“知道我为什么会接近你么?因为我是同性恋,我从未把你当兄弟,不过是想和你发展关系罢了。”
说完后,我转身离开,听到身后摔东西的声音瞬间解气了不少,脚步也变得轻快了。
我就知道说这句话会恶心到他,这样我在他的心里就不仅冠有“小三儿子”的名号了,还加上了恶心的同性恋和想搞乱/伦的变态。他会更加厌恶我,也会厌恶优秀的自己会惹上这种麻烦。
杀敌一千,亦自损八百。
蒋医生见我又回来了,不明就里地问了两句。我轻描淡写地说出了捐献骨髓的事多半是黄了,他没说什么,相反还挺替我开心。
“还有我呢,我先帮你把钱付着。”他拍拍我的肩,笑得灿烂温柔。
我强颜欢笑,算是允诺了。
活着吧,活着或许才能找到希望。
我们雷厉风行地收拾好了东西,匆匆来了又要匆匆离去,好在没有什么需要带走或者牵挂的,一切都安排妥当了。蒋医生帮我垫付了返程的机票,我很感激这个仅仅认识两个月的人,关键时刻总是有他帮忙。我坐在飞机上,看着绵柔的云层,顿时悲从中来。
就像是闹了场没有观众笑话,台上自导自演,逢场作戏,台下空无一人,渺无人烟。
黄粱一梦,可我仍旧眷恋梦中人。
当真可笑。
——离恨恰如春草,更行更远还生。
我又回到了那方医院的窗口边眺望远方,旅人的风尘,孩童的嬉戏,就连是家属的哭闹,我都感受的一清二楚。我开始接受治疗了,但这是个循序渐进的过程,目前的我仍旧只是喝点药,安排的手术在下周进行。

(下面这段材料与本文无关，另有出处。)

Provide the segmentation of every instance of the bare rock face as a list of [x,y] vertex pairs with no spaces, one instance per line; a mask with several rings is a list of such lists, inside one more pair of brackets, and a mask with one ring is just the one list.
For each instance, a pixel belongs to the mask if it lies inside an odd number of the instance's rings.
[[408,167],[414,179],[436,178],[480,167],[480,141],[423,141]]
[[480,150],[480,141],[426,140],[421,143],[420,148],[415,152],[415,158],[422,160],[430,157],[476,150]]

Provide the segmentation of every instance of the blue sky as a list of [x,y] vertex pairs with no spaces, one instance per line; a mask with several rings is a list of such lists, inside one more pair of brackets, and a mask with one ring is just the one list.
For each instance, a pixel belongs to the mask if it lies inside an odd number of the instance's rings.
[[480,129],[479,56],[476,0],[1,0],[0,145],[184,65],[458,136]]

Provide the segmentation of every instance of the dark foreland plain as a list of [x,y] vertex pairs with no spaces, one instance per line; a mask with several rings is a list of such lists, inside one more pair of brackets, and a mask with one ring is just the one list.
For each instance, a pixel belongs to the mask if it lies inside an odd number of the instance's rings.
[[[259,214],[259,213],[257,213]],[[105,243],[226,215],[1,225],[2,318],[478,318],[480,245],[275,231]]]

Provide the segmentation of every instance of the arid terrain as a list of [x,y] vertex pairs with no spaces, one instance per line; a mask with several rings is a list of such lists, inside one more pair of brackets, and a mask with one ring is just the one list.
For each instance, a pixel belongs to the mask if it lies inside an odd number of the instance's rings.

我不知道等待我的将会是什么,但或许是因为看开了。云淡风轻,又无牵无挂,做事才多了些洒脱。
死亡或是新生,我都将期盼。
可等待我的,万万不该是那个孟停晚。
偏偏他再次闯进了我的生活,将我早已安排妥当的计划打乱的一团糟。
“怎么,还在住院?”
我听到这个熟悉的声音时仍旧在闭目养神,甚至当他不存在。
“装聋装瞎?把戏可真多。”他上来就把我的下颚单手掐住,逼迫我睁眼。
一周不见,锐气依旧。
我挣扎了一会儿,他就放开了,甚至从西装口袋里掏出一方手帕,擦了擦手。
“实不相瞒,我不想这么对你的,但你的态度实在让我有些不悦,还请见谅。”他兀自坐在一旁,认真地对我道歉了。
我一愣,撇过头去没有原谅。
他耸耸肩,似乎并不在意:“没事,实话说了,我此次前来是为了子姗。”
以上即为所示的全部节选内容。